Nearly a Decade After Death, Connecticut Hockey Icon Jason Pagni’s Legacy Stronger Than Ever
by Cameron Levasseur/CHN Reporter
“You’ve got to dig in!” C.J. Marottolo barks at his players as he paces up and down the bench at Avon Old Farms on Dec. 1. There’s 3.8 seconds on the clock. His Sacred Heart Pioneers lead American International, 5-4, one defensive zone faceoff between them and victory.
The players know their roles: win the draw, then — “just eat it, kill it,” Marottolo says.
First line centerman John Jaworski slides up to the dot to face AIC’s Dustin Manz. Manz wins the faceoff, but Jaworski wins the battle, forcing the puck into the corner for the rest of his team to pile on and “kill it.”
The buzzer sounds, Sacred Heart holds on, extending its win streak to five games and its lead atop the Atlantic Hockey standings to five points. Marottolo takes a moment to look around John T. Gardner Rink — an hour from the Pioneers’ home facilities in Fairfield — and reflect on why he’s there.

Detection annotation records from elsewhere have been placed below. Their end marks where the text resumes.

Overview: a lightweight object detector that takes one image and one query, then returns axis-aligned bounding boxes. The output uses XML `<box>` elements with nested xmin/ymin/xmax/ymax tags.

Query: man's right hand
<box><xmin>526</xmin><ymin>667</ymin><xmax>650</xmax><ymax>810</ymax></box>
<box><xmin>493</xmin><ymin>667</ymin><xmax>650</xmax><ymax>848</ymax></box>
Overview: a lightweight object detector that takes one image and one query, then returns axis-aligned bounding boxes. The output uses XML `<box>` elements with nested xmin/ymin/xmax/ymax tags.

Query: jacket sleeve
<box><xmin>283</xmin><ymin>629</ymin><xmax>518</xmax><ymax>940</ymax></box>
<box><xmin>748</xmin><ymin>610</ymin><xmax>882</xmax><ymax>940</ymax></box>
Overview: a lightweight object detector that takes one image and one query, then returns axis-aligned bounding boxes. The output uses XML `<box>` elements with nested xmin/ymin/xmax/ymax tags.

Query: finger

He can still picture himself in the stands, watching prep school games alongside Jason Pagni, an Avon alumnus, lifelong friend and pillar of the Connecticut hockey community who died in 2014.
“Tonight’s win’s a little extra special,” he said. “When you have a game like this, where the game is about his memory, I think about him a lot.”
The game is the ninth Sacred Heart has played in Pagni’s honor, an idea originally introduced by Marottolo to raise money for the education of Pagni’s two daughters. It now serves as the primary fundraiser for the Connecticut Hockey Foundation, which aims to give back to youth hockey in the state in Pagni’s memory.
“We wanted to (remember) Jason in a way that we thought would last for a long time because his impact on hockey at the youth, prep and community level will never be replaced,” said Eric Opin, the foundation’s director and Pagni’s lawyer for a decade.
Pagni, or “Pags” as he’s lovingly referred to, lived for hockey. He was the life of the party, always wearing a smile and carrying stories that could “break down a room with laughter.”
On Friday, the 650 people packed into the arena on Avon’s campus were smiling in his memory.